Pero dos corredores internacionales que lo habían visto entrenar le prometieron que se volverían a ver. Daniel entendió que, aunque no había competido, al menos alguien dentro de la élite del BMX Freestyle se había fijado en él.
El salto definitivo
En otra exhibición, en Curazao, Daniel había conocido a otro corredor, Tom Stober.
—Tom, ¿puedo pedirte tu mail? —le dijo cuando se despedían. El corredor tomó un papel y se lo anotó.
—Daniel, has estado montando muy bien. ¿Quieres venir a Woodward? Si quieres, avísame y yo consigo que vengas sin pagar —le dijo.
Woodward Camp, en Pensilvania, ofrecía a principios de milenio rampas con gomaespuma, no de concreto. Ese lugar era lo que Daniel había estado buscando en Venezuela, Argentina, o en el país al que tuviera que viajar con su padre, pero tenía un costo prohibido: mil dólares por semana. Daniel quedó en enviarle un mail.
No tardó demasiado en comenzar a planificar su salto hacia Estados Unidos.

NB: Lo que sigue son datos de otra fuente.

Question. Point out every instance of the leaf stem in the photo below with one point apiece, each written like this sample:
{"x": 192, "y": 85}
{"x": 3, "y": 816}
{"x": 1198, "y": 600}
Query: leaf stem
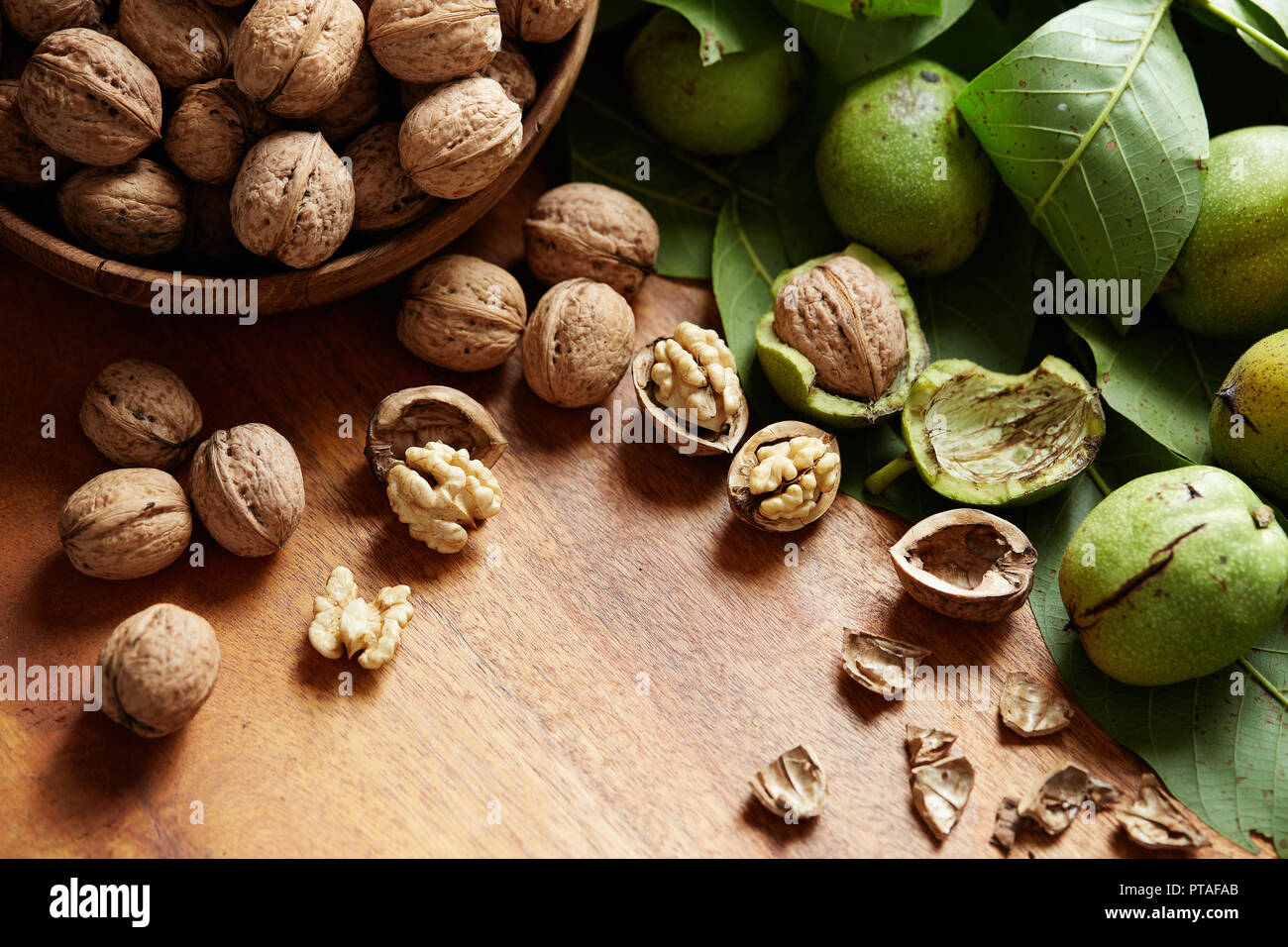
{"x": 1270, "y": 688}
{"x": 883, "y": 478}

En 2004 quedó de sexto en los Latin X-Games. Fue el mejor latino de la competencia, superado solo por corredores estadounidenses, y conoció al manager de Vans, una firma icónica para los deportes de riesgo controlado. Esa persona le propuso apoyarlo si iba a Estados Unidos, cubriéndole competencias y el hospedaje.
Aquello sirvió de excusa para, al final, poder llegar a Woodward. Pero cuando lo hizo solo tenía cupo por dos semanas. Tom se comprometió a darle espacio en su casa durante un par de meses. Al final de ese periodo, se reabrió una vacante en el campamento de Woodward. La tomó y siguió subiendo y bajando rampas, observando a otros competidores, incluso a aquellos ídolos que veía en cintas de VHS, entendiendo las distintas relaciones que se producen entre cuerpo, bicicleta y espacio. Lo hacía durante diez horas diarias.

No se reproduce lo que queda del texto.